Jurawelt

Artikel 8975
Stefanie Samland
13.03.2004

Wahlfachklausuren

Eine Rezension zu:

Klaus Laubenthal

Fallsammlung zur Wahlfachgruppe Kriminologie, Jugendstrafrecht und Strafvollzug


2. Auflage

Reihe Juristische ExamensKlausuren

Springer, Berlin/Heidelberg 2004, 198 Seiten, 16,95 €
ISBN 3-540-40683-2

http://www.springer.de


Die Wahlfachgruppe "Kriminologie / Jugendstrafrecht / Strafvollzug" wird an nahezu allen Universitäten angeboten. In einigen Bundesländern wird sie im Examen nur mündlich geprüft, in anderen steht auch eine Wahlfachklausur an. Vor allem für diese Examenskandidaten ist die vorliegende Fallsammlung konzipiert, die schon in der zweiten Auflage erscheint.

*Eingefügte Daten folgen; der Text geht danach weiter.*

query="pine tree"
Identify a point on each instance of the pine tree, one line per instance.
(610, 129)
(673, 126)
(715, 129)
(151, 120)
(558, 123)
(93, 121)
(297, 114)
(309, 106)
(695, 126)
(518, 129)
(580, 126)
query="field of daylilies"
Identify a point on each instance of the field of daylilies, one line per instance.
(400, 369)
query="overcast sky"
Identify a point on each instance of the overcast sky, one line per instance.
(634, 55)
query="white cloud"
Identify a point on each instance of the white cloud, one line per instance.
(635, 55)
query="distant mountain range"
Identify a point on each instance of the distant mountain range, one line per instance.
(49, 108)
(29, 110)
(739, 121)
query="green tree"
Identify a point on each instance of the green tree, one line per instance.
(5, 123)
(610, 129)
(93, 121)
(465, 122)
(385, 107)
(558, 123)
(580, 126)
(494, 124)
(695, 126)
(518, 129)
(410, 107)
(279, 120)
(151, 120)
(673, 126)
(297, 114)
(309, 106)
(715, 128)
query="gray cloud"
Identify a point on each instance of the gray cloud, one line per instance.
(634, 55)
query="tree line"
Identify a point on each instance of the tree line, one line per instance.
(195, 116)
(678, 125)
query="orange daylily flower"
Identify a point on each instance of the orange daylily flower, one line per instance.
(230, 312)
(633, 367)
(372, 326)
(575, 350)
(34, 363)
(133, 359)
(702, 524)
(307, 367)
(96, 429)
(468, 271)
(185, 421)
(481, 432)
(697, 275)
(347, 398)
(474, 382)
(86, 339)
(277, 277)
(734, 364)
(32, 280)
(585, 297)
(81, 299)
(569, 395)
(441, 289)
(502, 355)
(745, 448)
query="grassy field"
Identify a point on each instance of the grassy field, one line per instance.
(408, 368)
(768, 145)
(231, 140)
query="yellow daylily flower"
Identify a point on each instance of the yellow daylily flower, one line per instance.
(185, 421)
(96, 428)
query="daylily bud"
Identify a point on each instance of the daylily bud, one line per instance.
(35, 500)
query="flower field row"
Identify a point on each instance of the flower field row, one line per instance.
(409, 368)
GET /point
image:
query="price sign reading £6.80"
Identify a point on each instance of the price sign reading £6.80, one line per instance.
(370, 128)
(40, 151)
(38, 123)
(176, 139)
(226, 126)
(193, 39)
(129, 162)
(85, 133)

Sie enthält insgesamt zehn Fälle zu allen drei Themen der Wahlfachgruppe. Die Fälle sind so abgedruckt, dass sie ohne Hinweise auf die Lösung kopiert werden können und enthalten neben dem Sachverhalt jeweils mehrere zu bearbeitende Fragen. Auch Kenntnisse im Strafprozessrecht sind notwendig, um die Fälle vollständig zu lösen. Die Musterlösungen sind so aufgebaut, wie sie in einer Klausur erwartet werden. Zudem wurden sie mit Fußnoten angereichert, anhand derer der Leser bestimmte Probleme vertiefen kann. In einer Randspalte sind die im jeweiligen Absatz behandelten Punkte stichwortartig angekündigt. Anders als z.B. die Fallsammlung zum Verwaltungsrecht aus der gleichen Reihe finden sich hier also keine längeren Erläuterungen, so dass das Druckbild durch die Randbemerkungen nicht gestört wird.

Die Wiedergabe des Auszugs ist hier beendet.